Chapter 4: Exercises

Exercises are graded by difficulty: - One star (*): Apply the technique from the chapter to a new dataset or scenario - Two stars (**): Extend the technique or combine it with a previous chapter's methods - Three stars (***): Derive a result, implement from scratch, or design a system component - Four stars (****): Research-level problems that connect to open questions in the field


Foundational Computations

Exercise 4.1 (*)

A weather station reports four conditions: sunny (40%), cloudy (30%), rainy (20%), and snowy (10%).

(a) Compute the entropy of this distribution in bits.

(b) What is the maximum possible entropy for a 4-outcome distribution? What distribution achieves it?

(c) How much information (in bits) do you gain when you learn it is snowing?


Exercise 4.2 (*)

Consider a binary classifier that outputs $\hat{y} = 0.85$ for a positive example ($y = 1$).

(a) Compute the cross-entropy loss for this single example.

(b) Compute the cross-entropy loss if the model had output $\hat{y} = 0.99$.

(c) Compute the cross-entropy loss if the model had output $\hat{y} = 0.50$.

(d) Plot the cross-entropy loss as a function of $\hat{y} \in (0, 1)$ for a positive example ($y = 1$). Use Python and matplotlib. What happens as $\hat{y} \to 0$?


Exercise 4.3 (*)

Compute the KL divergence $D_{\text{KL}}(p \| q)$ and $D_{\text{KL}}(q \| p)$ for:

  • $p = [0.5, 0.3, 0.2]$
  • $q = [0.1, 0.1, 0.8]$

Verify that $D_{\text{KL}}(p \| q) \neq D_{\text{KL}}(q \| p)$. Which direction is larger, and why?


Exercise 4.4 (*)

Given the joint distribution:

$Y=0$ $Y=1$
$X=0$ 0.30 0.10
$X=1$ 0.15 0.45

Compute:

(a) $H(X)$, $H(Y)$, $H(X, Y)$

(b) $H(X \mid Y)$, $H(Y \mid X)$

(c) $I(X; Y)$

(d) Verify the chain rule: $H(X, Y) = H(X) + H(Y \mid X)$

(e) Verify the MI identity: $I(X; Y) = H(X) + H(Y) - H(X, Y)$


Exercise 4.5 (**)

The entropy of a Bernoulli distribution $p(X = 1) = \theta$ is $H(\theta) = -\theta \log \theta - (1 - \theta) \log(1 - \theta)$.

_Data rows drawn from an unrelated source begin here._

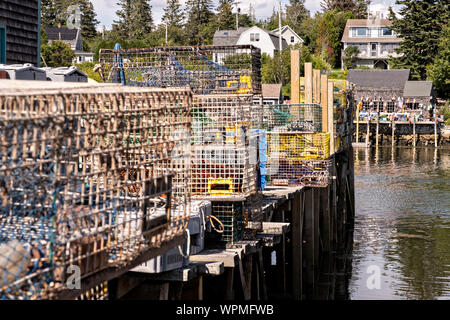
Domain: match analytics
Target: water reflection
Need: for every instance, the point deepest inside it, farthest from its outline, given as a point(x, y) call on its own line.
point(402, 223)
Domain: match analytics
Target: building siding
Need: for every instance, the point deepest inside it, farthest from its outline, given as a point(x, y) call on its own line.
point(21, 18)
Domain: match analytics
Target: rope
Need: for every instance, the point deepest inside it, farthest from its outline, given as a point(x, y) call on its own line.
point(214, 227)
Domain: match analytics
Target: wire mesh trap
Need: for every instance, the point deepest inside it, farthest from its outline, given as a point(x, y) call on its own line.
point(224, 161)
point(307, 173)
point(293, 118)
point(228, 223)
point(88, 179)
point(206, 69)
point(296, 146)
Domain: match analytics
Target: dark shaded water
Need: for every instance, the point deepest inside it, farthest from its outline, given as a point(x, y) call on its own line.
point(402, 224)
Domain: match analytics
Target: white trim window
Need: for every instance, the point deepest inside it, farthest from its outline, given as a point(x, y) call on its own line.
point(360, 32)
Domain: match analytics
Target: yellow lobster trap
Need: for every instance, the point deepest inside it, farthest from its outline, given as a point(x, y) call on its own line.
point(299, 146)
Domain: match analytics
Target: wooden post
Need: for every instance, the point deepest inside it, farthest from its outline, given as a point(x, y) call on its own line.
point(378, 125)
point(295, 76)
point(331, 116)
point(357, 123)
point(316, 86)
point(393, 131)
point(308, 83)
point(324, 101)
point(297, 245)
point(309, 237)
point(435, 129)
point(324, 219)
point(368, 131)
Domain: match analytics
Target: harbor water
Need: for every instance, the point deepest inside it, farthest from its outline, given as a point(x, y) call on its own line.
point(401, 246)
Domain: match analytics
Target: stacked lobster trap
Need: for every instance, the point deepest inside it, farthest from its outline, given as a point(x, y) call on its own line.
point(205, 69)
point(298, 152)
point(90, 178)
point(225, 81)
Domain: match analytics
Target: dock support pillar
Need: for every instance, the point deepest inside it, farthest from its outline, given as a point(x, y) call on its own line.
point(297, 246)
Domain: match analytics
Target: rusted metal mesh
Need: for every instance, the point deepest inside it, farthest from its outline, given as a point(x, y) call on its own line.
point(293, 118)
point(224, 163)
point(206, 69)
point(89, 177)
point(306, 172)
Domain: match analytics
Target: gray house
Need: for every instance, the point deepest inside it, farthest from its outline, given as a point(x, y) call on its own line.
point(71, 37)
point(20, 32)
point(418, 93)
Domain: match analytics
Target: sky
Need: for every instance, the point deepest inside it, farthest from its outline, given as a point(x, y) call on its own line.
point(106, 9)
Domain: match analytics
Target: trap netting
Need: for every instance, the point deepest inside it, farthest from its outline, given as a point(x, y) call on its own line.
point(225, 137)
point(293, 118)
point(205, 69)
point(88, 179)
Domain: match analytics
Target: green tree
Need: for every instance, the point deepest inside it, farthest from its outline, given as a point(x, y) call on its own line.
point(420, 27)
point(357, 7)
point(439, 71)
point(296, 13)
point(199, 27)
point(57, 54)
point(135, 19)
point(173, 14)
point(89, 20)
point(350, 56)
point(225, 17)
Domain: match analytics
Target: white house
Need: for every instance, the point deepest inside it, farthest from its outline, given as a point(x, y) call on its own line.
point(265, 40)
point(374, 39)
point(289, 35)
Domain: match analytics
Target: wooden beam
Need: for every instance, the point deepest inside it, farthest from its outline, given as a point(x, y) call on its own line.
point(295, 76)
point(330, 118)
point(324, 101)
point(308, 82)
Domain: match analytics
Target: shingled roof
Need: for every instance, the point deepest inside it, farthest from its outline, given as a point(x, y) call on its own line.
point(227, 37)
point(367, 23)
point(63, 34)
point(379, 79)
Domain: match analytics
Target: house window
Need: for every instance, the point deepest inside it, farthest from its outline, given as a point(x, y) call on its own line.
point(386, 32)
point(254, 37)
point(359, 32)
point(2, 44)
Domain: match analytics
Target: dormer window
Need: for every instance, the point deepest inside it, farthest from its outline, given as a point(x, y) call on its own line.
point(254, 37)
point(386, 32)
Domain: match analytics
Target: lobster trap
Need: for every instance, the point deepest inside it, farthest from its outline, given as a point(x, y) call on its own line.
point(228, 222)
point(297, 146)
point(307, 173)
point(293, 118)
point(89, 177)
point(205, 69)
point(224, 160)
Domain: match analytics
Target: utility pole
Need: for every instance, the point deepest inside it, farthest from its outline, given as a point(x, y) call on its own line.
point(166, 33)
point(237, 14)
point(279, 28)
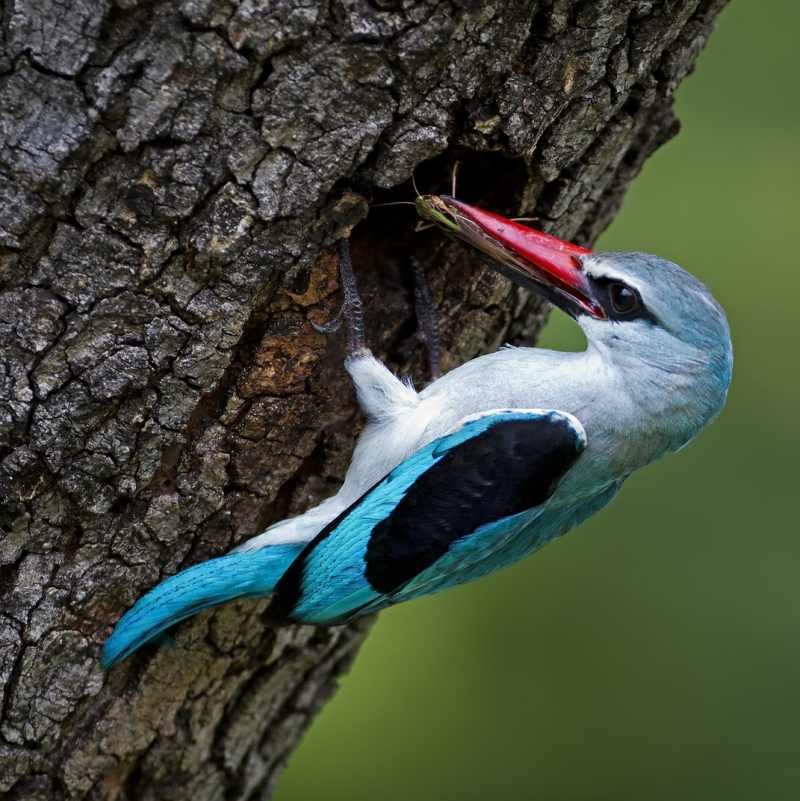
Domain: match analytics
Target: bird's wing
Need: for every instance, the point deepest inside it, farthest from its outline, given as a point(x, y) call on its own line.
point(479, 481)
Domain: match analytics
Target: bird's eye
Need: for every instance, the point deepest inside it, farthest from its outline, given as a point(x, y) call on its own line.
point(624, 300)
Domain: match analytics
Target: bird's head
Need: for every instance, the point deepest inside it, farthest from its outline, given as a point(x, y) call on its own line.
point(654, 322)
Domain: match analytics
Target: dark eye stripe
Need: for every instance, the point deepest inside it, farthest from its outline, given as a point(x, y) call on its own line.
point(604, 289)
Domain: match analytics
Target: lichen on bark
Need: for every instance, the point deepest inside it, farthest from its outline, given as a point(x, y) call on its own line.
point(173, 176)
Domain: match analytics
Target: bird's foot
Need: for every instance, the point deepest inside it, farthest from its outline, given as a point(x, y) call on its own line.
point(351, 310)
point(427, 328)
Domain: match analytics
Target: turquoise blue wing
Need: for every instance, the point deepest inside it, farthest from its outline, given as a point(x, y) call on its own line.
point(451, 504)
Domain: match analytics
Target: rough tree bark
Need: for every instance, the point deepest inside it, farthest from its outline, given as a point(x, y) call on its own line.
point(172, 178)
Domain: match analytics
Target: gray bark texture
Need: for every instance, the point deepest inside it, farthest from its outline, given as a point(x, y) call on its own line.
point(173, 177)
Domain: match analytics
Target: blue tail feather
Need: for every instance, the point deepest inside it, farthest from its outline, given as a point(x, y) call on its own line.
point(237, 575)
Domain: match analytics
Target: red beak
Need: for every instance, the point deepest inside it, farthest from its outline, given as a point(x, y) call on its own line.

(a) Plot $H(\theta)$ for $\theta \in [0, 1]$. At what value of $\theta$ is entropy maximized?

(b) Compute $\frac{dH}{d\theta}$ and find the maximum analytically.

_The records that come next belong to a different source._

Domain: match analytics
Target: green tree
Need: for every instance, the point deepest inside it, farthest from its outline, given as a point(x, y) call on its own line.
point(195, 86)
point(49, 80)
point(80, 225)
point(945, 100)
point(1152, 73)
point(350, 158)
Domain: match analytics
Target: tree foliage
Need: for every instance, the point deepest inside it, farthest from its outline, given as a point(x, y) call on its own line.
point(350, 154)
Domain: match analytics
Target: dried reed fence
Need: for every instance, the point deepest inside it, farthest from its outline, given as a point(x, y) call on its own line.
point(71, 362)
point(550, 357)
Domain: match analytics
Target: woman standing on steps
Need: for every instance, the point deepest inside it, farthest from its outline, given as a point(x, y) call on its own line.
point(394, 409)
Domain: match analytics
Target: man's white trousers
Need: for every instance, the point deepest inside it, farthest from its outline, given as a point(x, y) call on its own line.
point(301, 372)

(c) In the context of binary classification, explain what it means for a model's predictive distribution to have high entropy vs. low entropy. When would you want each?


Cross-Entropy and Loss Functions

Exercise 4.6 (**)

A 5-class classifier produces the following softmax outputs for three test examples:

Example True class $\hat{y}_1$ $\hat{y}_2$ $\hat{y}_3$ $\hat{y}_4$ $\hat{y}_5$
A 3 0.05 0.05 0.80 0.05 0.05
B 1 0.35 0.25 0.20 0.10 0.10
C 5 0.10 0.10 0.10 0.10 0.60

(a) Compute the cross-entropy loss for each example.

(b) Compute the average cross-entropy loss across the three examples.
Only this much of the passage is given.